Истягин в тот же день перевез домой Лялю с грудной дочерью, а через сутки и Миша был дома. Ляля хоть и слабая была, но отпускала Валю к родительнице домой. И было в этом ее повелении что-то тревожно-недоброе, бестолковое по видимости на первый взгляд. Однако, подумав, Истягин понял и оправдал Лялю. Девке надо уехать. Но не на ту напали. Валя, сдерживая слезы, сказала Истягину, что она не понимает, за что ее не любит Ляля.
— Уж я так люблю всех вас… а она… гонит меня. Как я брошу вас? Она совсем обессилела. Не брошу — и все!
Истягин пошел в комнату к Ляле.
— Уж не белокровье ли? Тебе-то врачи не сказали правду? — тихо проговорила она.
— Да что ты, Ляля? Ты всегда была благородно белая. Да и брови и волосы оттеняют бледность. А так нормально. Уж сколько на свежем воздухе не была…
Антон боялся увидеть в глазах жены то особенное, свойственное недолгожителям выражение, которое уловил давно, в первые минуты знакомства с Лялей. «Как глянуть, чтоб не заметила, что глянул по-особенному?»

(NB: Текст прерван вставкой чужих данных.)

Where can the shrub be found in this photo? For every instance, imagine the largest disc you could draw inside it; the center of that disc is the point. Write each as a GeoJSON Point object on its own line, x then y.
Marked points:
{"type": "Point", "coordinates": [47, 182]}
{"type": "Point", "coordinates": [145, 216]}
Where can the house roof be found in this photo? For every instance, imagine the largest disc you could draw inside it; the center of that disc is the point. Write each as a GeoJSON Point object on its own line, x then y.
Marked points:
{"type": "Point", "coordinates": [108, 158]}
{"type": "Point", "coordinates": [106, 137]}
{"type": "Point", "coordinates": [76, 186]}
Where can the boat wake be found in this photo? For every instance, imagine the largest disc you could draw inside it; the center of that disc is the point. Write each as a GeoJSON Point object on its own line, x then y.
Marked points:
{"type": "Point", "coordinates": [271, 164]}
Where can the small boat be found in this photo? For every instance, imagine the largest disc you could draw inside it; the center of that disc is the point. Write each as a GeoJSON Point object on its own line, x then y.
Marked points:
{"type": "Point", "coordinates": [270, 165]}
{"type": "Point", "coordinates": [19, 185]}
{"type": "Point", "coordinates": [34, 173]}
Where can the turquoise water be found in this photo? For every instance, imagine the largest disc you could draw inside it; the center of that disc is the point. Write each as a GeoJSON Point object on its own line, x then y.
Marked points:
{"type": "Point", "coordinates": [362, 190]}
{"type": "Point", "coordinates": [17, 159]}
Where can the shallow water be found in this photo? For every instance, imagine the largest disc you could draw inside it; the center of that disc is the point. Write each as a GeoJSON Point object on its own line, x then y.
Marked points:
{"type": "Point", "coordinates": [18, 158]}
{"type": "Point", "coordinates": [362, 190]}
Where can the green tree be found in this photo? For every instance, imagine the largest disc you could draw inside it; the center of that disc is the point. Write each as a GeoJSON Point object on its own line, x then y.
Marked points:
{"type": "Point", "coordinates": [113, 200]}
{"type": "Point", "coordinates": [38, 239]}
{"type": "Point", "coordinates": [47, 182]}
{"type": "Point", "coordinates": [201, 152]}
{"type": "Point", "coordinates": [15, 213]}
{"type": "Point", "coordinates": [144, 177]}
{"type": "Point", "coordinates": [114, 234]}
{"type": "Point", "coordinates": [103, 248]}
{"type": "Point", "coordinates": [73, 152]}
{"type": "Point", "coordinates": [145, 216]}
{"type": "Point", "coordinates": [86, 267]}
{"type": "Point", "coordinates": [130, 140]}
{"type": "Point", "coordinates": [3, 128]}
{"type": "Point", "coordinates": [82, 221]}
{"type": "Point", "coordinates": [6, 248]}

— Ляля, не хочешь ли ушицы, а? — наконец-то взглянул и порадовался тихому свету ее глаз, огромных после родов.
— Уху? Хочу. Порыбачь, Антон.
Уходя, он снова взглянул в ее глаза, надеясь увидеть и боясь, что не увидит все тот же тихий, глубокий свет. Глаза как бы потухали, или дрема пригасила свет.
Валя стирала белье; не вынимая рук из мыльной пены, подняла голову.
— Пока не уходи, Валентина.
Лицо ее в каплях пота осветилось попеременно улыбкой, потом спокойной заботой.
— Ну и спасибо — не гоните. А ты на рыбалке не очень задумывайся. А то ведь иной раз ничего не видишь, весь где-то там… бог знает где. Иди-иди, ну чего задумался?
— Да о том и задумался, без тебя-то что бы делал, а? Пропал бы. Ты уж не бросай нас, Валентина.
Взглянув из-под руки на солнце, он сел в свою остроносую лодку. Трехсильный мотор затюкал, валко потянул к островам, к прикормленному в протоке месту. И теперь, как всякий раз отвалив от берега, Истягин помаленьку успокаивался. «Поправится Лялька, переедем на житье к Голубой Горе», — думал он. И жизни в родном поселке представлялась ему без помех, без многосложностей. Надо бы сразу же тогда скатиться с полой водой.